# Nike Shoe Data Ingestion Process

This notebook downloads a Nike shoes data set from DataDotWorld and transforms it into one that is compatible with AI Product Catalog.  AI Product Catalog is built generically and supports different types of products and each product type can coexist in its repository.

The process looks somewhat like the following:
1. Download dataset
2. Clean and transform
3. Extract subcategories
4. Store in DB (blending approach - merges with existing non-overlapping data sets)
5. Implement and store embeddings in Vector DB

Dataset specific tasks fall into this notebook with the generic data processing actions are deferred to the supporting AI Product Catalog Product Library.

## Initialization

In [None]:
import datadotworld as dw
import pandas as pd
import os

from product_dataset_lib import ProductDataset
from product_dataset_lib import get_config_value

In [None]:
DATASET_NAME = 'data-hut/product-data-from-nike'

CATEGORY_DESC = "Shoes"

SENTENCE_TRANSFORMER_MODEL = "sentence-transformers/all-mpnet-base-v2"

In [None]:
DB_HOST = get_config_value("DB_HOST", "127.0.0.1")
DB_PORT = get_config_value("DB_PORT", "5432")
DB_NAME = get_config_value("DB_NAME", "ai_product_catalog")
DB_USER = get_config_value("DB_USER", "ai_product_catalog")
DB_PASSWORD = get_config_value("DB_PASSWORD", "ai_product_catalog123")

DB_CONNECTION_STRING = f"host={DB_HOST} port={DB_PORT} dbname={DB_NAME} user={DB_USER} password={DB_PASSWORD}"
print ("DB_CONNECTION_STRING:", DB_CONNECTION_STRING)

## Download

In [None]:
product_data = dw.load_dataset(DATASET_NAME)
product_data.describe()

In [None]:
df = product_data.dataframes["nike_2020_04_13"]
df = df.drop_duplicates()
print (df.shape)
df.head()

In [None]:
print ("Shape = " + str(df.shape))
print ("Number of unique Product IDs = " + str(len(df['product_id'].drop_duplicates())))
print ("Maximum Length of Product ID Column = " + str(df['product_id'].str.len().max()))
print ("Number of unique Brands = " + str(len(df['brand'].drop_duplicates())))
print ("Maximum Length of Product Name Column = " + str(df['product_name'].str.len().max()))
print ("Maximum Length of Product Description Column = " + str(df['description'].str.len().max()))
print ("Maximum Length of Brand Column = " + str(df['brand'].str.len().max()))

## Transform

In [None]:
df['msrp'] = df['sale_price'].astype('float') / 100.0
df['msrp']

In [None]:
df["category"] = CATEGORY_DESC

df["description"].fillna('', inplace=True)

## Process

In [None]:
product_dataset = ProductDataset(DATASET_NAME, 
                                DB_CONNECTION_STRING,
                                SENTENCE_TRANSFORMER_MODEL)

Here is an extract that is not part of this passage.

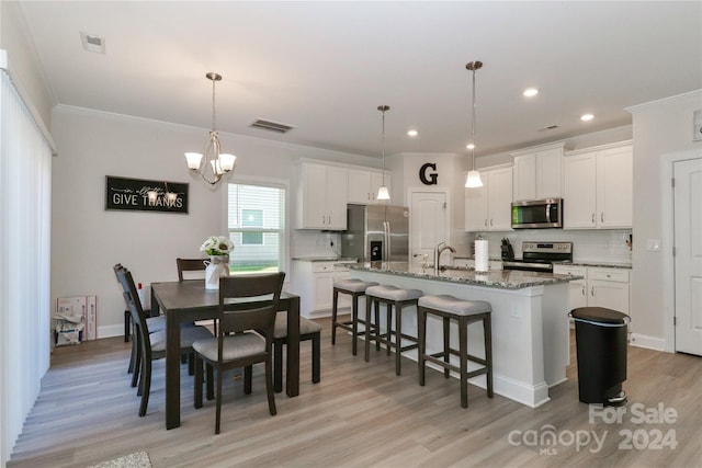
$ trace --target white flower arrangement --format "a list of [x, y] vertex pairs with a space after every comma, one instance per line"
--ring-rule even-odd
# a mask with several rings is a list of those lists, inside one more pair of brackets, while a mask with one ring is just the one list
[[212, 236], [208, 237], [202, 246], [200, 251], [205, 252], [207, 255], [228, 255], [234, 250], [234, 243], [228, 237]]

resultDF = product_dataset.import_df(df,
                    {
                        "product_id": product_dataset.ProductColumns.SKU, 
                        "msrp": product_dataset.ProductColumns.PRICE,
                        "brand": product_dataset.ProductColumns.BRAND_DESC,
                        "category": product_dataset.ProductColumns.CATEGORY_DESC,
                        "product_name": product_dataset.ProductColumns.NAME,
                        "description": product_dataset.ProductColumns.DESC
                    }
                )
product_dataset.persist()
product_dataset.load_embeddings()
product_dataset.refresh_embeddings()
product_dataset.persist_embeddings()

print(resultDF.head())